Rating:

# Compiler Hell
## Analysis

We poked around a bit, and we roughly went through the following train of thoughts:

* Defining the `S4` macro with different values, dictates the output of the code. Looks like the author intended to indicate that $0 \le S4 < 2^{16}$ based on the initial `#if` statements.
* There are lots of `#define`s and `#ifdef`s that define the flow of the preprocessing. Also, there are lots of `#include`s that include the same file.
* There is so little actual code that is not preprocessor directives:
```
$ cat code.c | grep -v "^#"
static const unsigned char O[] = {
};
int main() { return !fwrite(O, 58, 1, stdout); }
0,
-~
```
* But how does that even result in anything other than trivial outputs? Apparently the compiler has a flag to show emitted code right after pre-processing phase:
```
gcc code.c -E | grep -v "^#" | grep -v "^$"
```
The `grep`s are there to filter out empty lines and comments.
* Oh, hey, `-~0 = 1` and `-~-~0 = 2` and `-~-~-~0 = 3` and so on! It's making sense now.

So to wrap up: the code recursively includes itself, macros get defined and undefined along the way, and that effects the number of `-~`s that are emitted which in turn indicates the character that is being constructed. Also emission of the `0,` means we are moving to the next character. We are expected to find the appropriate value of `S4` such that beginning with just that macro defined, results in a code that outputs the flag.

## Base implementation

We could try to brute force our way by compiling the code over and over again, each time defining `S4` with a different value. We didn't try that and don't think it would've worked either since the compilation process seemed too slow to work.

So what we did was we wrote an interpreter to predict the output of compiling the code with a specific value of `S4`, then iterated through every value of `S4` to find a string that contains the word `CTF`.

This is not faster than compiling the code directly, but it lets us apply optimizations going forward.

## Optimization 1: Memoize

Compilers are, hopefully, deterministic beings. Meaning that their initial state dictates their final state. In this case, **result** (here: emitted code + defined macros) of `include`ing only depends on the macros that are defined right before the file is included.

We can memoize the result of `include`ing the file, given the current state of defined macros, and avoid re-processing the include if we face a similar macro state.

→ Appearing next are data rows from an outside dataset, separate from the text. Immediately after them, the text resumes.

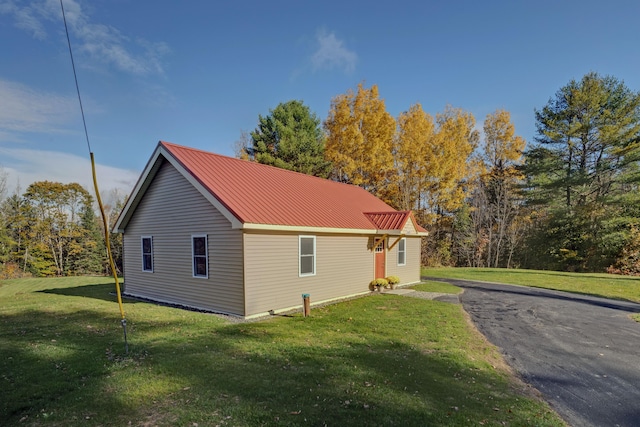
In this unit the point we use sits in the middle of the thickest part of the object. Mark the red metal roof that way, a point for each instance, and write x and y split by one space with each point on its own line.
392 220
260 194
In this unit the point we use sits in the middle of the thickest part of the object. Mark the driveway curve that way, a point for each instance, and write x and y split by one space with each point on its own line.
581 352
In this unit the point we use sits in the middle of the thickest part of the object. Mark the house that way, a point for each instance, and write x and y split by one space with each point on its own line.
227 235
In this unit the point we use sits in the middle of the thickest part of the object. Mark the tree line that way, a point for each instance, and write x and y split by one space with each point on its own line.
52 230
567 201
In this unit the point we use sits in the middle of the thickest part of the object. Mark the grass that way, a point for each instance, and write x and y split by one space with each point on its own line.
604 285
378 360
434 286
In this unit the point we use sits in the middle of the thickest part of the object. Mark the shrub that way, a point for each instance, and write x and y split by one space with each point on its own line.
393 280
378 283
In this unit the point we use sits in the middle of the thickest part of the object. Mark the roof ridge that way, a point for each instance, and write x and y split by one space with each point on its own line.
168 145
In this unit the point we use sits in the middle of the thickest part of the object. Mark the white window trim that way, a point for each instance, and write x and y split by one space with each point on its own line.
402 241
315 255
142 253
206 255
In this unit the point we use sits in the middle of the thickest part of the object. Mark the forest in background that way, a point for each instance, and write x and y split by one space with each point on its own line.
566 201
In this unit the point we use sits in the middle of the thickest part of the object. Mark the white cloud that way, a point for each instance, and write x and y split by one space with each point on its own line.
99 42
24 110
24 167
331 53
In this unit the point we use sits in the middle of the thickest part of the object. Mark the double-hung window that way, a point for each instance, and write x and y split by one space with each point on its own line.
147 254
402 251
307 255
199 255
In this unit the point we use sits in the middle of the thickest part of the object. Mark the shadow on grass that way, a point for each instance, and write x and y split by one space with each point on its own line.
104 292
189 368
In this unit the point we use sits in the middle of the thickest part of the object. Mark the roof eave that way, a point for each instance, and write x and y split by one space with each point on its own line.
149 172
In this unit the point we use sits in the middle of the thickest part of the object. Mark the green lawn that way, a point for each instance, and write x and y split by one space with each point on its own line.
377 360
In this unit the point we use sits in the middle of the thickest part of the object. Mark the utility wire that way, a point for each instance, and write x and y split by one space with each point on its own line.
75 77
105 223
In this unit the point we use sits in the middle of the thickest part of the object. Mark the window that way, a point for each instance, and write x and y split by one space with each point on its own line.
307 251
199 251
402 251
147 254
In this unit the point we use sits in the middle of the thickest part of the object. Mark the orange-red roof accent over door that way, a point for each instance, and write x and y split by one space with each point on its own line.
260 194
392 220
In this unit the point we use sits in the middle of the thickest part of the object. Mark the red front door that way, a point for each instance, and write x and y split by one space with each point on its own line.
380 261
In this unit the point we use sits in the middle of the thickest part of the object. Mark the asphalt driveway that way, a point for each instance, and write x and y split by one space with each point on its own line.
581 352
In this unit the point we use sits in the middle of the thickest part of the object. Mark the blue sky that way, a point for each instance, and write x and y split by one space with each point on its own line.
197 73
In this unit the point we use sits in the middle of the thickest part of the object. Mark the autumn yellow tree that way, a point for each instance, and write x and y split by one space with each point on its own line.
502 154
455 140
359 139
413 153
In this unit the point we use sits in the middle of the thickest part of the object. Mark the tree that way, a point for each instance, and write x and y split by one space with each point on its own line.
290 137
451 169
413 149
584 169
57 237
360 138
502 155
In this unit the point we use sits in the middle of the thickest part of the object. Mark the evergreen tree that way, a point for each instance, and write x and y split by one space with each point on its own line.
290 137
584 171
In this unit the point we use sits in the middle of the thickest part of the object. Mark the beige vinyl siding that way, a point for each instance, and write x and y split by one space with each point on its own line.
409 228
344 266
171 211
410 272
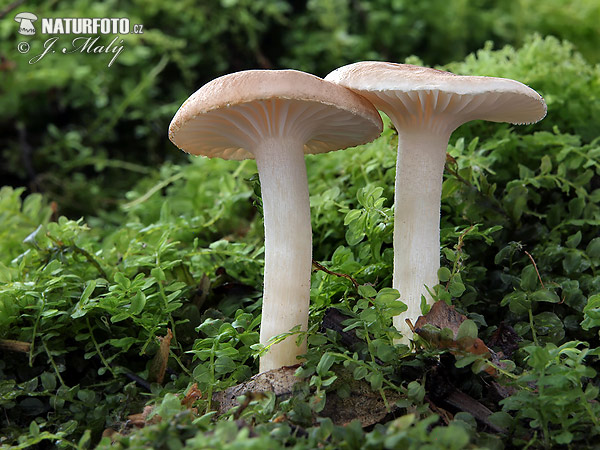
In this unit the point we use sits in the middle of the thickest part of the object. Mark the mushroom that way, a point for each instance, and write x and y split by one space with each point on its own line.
426 106
26 20
276 116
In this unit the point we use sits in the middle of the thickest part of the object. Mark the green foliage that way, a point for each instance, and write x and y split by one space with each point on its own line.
181 248
561 404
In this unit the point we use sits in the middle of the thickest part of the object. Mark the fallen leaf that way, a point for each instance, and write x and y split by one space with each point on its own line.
434 326
158 366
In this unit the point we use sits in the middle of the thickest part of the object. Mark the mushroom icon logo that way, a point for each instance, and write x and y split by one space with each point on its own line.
26 20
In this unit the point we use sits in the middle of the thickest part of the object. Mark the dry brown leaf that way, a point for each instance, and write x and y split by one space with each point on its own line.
441 315
158 366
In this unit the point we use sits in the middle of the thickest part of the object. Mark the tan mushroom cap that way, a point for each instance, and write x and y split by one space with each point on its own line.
230 115
418 94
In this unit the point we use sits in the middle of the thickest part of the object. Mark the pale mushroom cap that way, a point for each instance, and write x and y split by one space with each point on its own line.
413 94
230 115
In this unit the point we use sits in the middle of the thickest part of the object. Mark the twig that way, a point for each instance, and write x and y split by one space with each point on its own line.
535 267
15 346
329 272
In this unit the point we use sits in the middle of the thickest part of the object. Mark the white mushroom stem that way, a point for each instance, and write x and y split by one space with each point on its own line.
419 170
288 246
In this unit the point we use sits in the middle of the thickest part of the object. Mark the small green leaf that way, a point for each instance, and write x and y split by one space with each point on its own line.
593 248
456 287
367 291
89 288
137 303
544 295
573 240
48 381
34 429
529 278
325 364
444 274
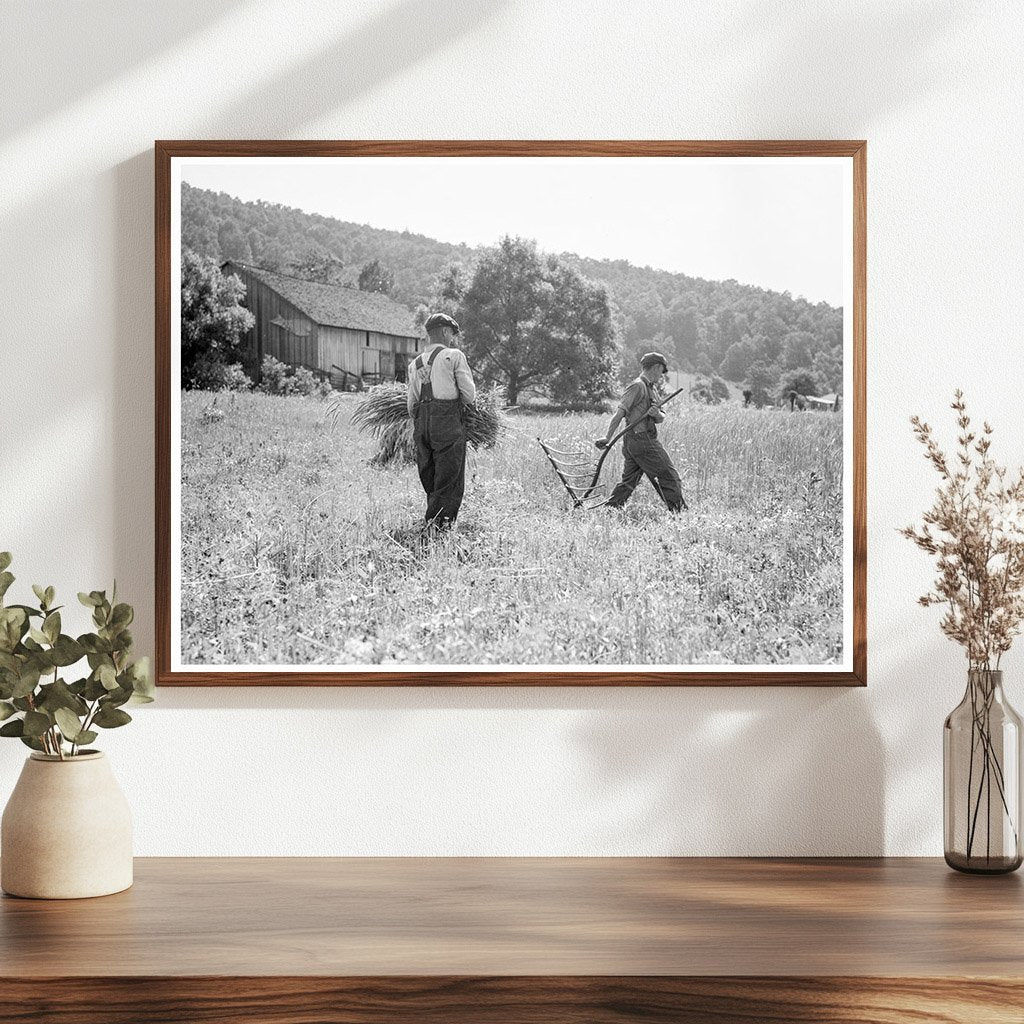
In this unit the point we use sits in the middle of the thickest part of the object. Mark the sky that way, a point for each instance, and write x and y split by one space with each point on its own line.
780 223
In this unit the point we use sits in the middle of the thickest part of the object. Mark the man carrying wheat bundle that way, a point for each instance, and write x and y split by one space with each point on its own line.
439 385
643 454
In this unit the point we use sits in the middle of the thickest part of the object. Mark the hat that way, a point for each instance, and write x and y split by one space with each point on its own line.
652 358
435 321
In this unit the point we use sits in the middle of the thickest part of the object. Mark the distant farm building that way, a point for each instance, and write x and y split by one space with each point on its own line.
349 337
824 402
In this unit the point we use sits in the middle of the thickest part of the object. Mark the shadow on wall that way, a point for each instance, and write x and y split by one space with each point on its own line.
738 772
101 40
407 33
394 39
825 67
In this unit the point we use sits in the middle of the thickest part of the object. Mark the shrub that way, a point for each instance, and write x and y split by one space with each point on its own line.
279 378
211 375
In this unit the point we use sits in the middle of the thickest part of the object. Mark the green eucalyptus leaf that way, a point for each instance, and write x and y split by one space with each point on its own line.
115 698
51 626
36 723
122 615
67 651
141 677
29 610
110 718
69 723
27 682
101 648
94 689
13 625
58 694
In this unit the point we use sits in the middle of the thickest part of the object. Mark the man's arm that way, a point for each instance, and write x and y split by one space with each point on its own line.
464 379
626 403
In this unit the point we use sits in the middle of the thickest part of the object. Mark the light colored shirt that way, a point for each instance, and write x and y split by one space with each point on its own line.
450 377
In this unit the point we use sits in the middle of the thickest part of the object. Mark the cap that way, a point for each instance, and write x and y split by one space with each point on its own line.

I guess this optimization alone could be enough to get the flag in a couple of hours, but we wanted to be in the first 3 to solve this to get the bonus points. So, we went even further:

## Optimization 2: Prune
We expect the final string to be human readable. Let's just stop after we spot the first non-humanreadable character in the resulting output. This makes the search tree so lightweight that the whole search space may be explored in 10 minutes or so.

## Flag
`#define S4 34979` results in:

```
S4CTF{Th1nK_oF_tHi5_En7rY_aZ_coD3_0bFuSc4t3r_wIth_a_cOdE}
```

One question remains though: How did the authors write the code in the first place?